4.1. Voor zover [appellanten] hiermee betogen dat de aangevallen uitspraak niet door een onafhankelijke en onpartijdige rechter is gewezen, is de Afdeling van oordeel dat daarvan niet is gebleken. Het enkele feit dat, naar [appellanten] stellen, de desbetreffende rechter met hen heeft gesproken, is daartoe onvoldoende.
Het betoog faalt.
Bestaan stichting
5. [appellanten] betogen dat de rechtbank heeft miskend dat een stichting met de naam "Schoolbestuur voor primair en voortgezet onderwijs tussen Lauwers en Eems-stichting" helemaal niet bestaat. Zowel de akte van oprichting als de aktes van wijziging van de stichting zijn nietig. Voor wijziging van de statuten is ingevolge artikel 48, zevende lid, van de Wpo en artikel 42b, zevende lid, van de Wvo instemming vereist van de betrokken gemeenteraden. In dit geval is niet gebleken dat de gemeenteraden of een gemeenschappelijk orgaan van die gemeenteraden hun instemming hebben gegeven. Daarnaast moeten bestuursleden ingevolge artikel 48, zesde lid, aanhef en onder b, van de Wpo en artikel 42b, zesde lid, aanhef en onder b, van de Wvo door de betrokken gemeenteraden worden benoemd. In dit geval is dat niet gebeurd. Doordat bij de oprichting van de stichting geen bevoegd bestuur is gevormd, konden de statuten nooit worden gewijzigd. [appellanten] verzoeken de Afdeling om de voor het verlijden van de aktes van oprichting en wijziging van de stichting verantwoordelijke notarissen te horen.
5.1. In artikel 286 van Boek 2 van het Burgerlijk Wetboek is bepaald dat een stichting bij notariële akte moet worden opgericht. Uit artikel 4, eerste lid, volgt dat een stichting niet ontstaat als deze akte ontbreekt. Voor een wijziging van de statuten van een stichting is ingevolge artikel 293 ook een notariële akte nodig. Als deze akte ontbreekt, is de wijziging van de statuten nietig. Als aan de totstandkoming van een stichting dan wel aan de wijziging van de statuten gebreken kleven, heeft dit niet tot gevolg dat de stichting niet is opgericht onderscheidenlijk dat de statuten niet zijn gewijzigd. Belanghebbenden kunnen de burgerlijke rechter verzoeken om de stichting te ontbinden (artikel 21) of het besluit tot wijziging van de statuten te vernietigen (artikel 295).

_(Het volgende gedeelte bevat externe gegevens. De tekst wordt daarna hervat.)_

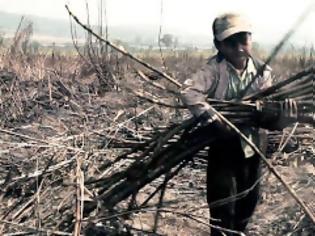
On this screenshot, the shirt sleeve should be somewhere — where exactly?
[180,64,215,118]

5.2. Niet in geschil is dat op 30 december 1999 een notariële akte tot oprichting van de Stichting openbaar primair en voortgezet onderwijs Noord-Groningen is verleden. Ook niet in geschil is dat op 23 augustus 2002 een notariële akte tot wijzigingen van de statuten is verleden. Daarin is opgenomen dat de naam van de stichting werd gewijzigd in "Schoolbestuur voor primair en voortgezet onderwijs tussen Lauwers en Eems-stichting". Hieruit volgt dat, anders dan [appellanten] stellen, de stichting met deze naam bestaat. Of bij de oprichting van de stichting of bij de wijziging van de statuten aan alle vereisten is voldaan, kan alleen in een procedure bij de burgerlijke rechter aan de orde komen. Alleen al hierom is er geen aanleiding om de notarissen te horen die betrokken waren bij het verlijden van voormelde aktes.
Het betoog faalt.
Ontbreken wettelijke bepalingen
6. Verder betogen [appellanten] dat de aangevallen uitspraak moet worden vernietigd omdat niet alle relevante wettelijke bepalingen daarin zijn vermeld. De rechtbank heeft miskend dat naast de Wpo ook de Wet op het voortgezet onderwijs (hierna: de Wvo) van toepassing is. De stichting houdt immers scholen voor zowel primair onderwijs als voortgezet onderwijs in stand.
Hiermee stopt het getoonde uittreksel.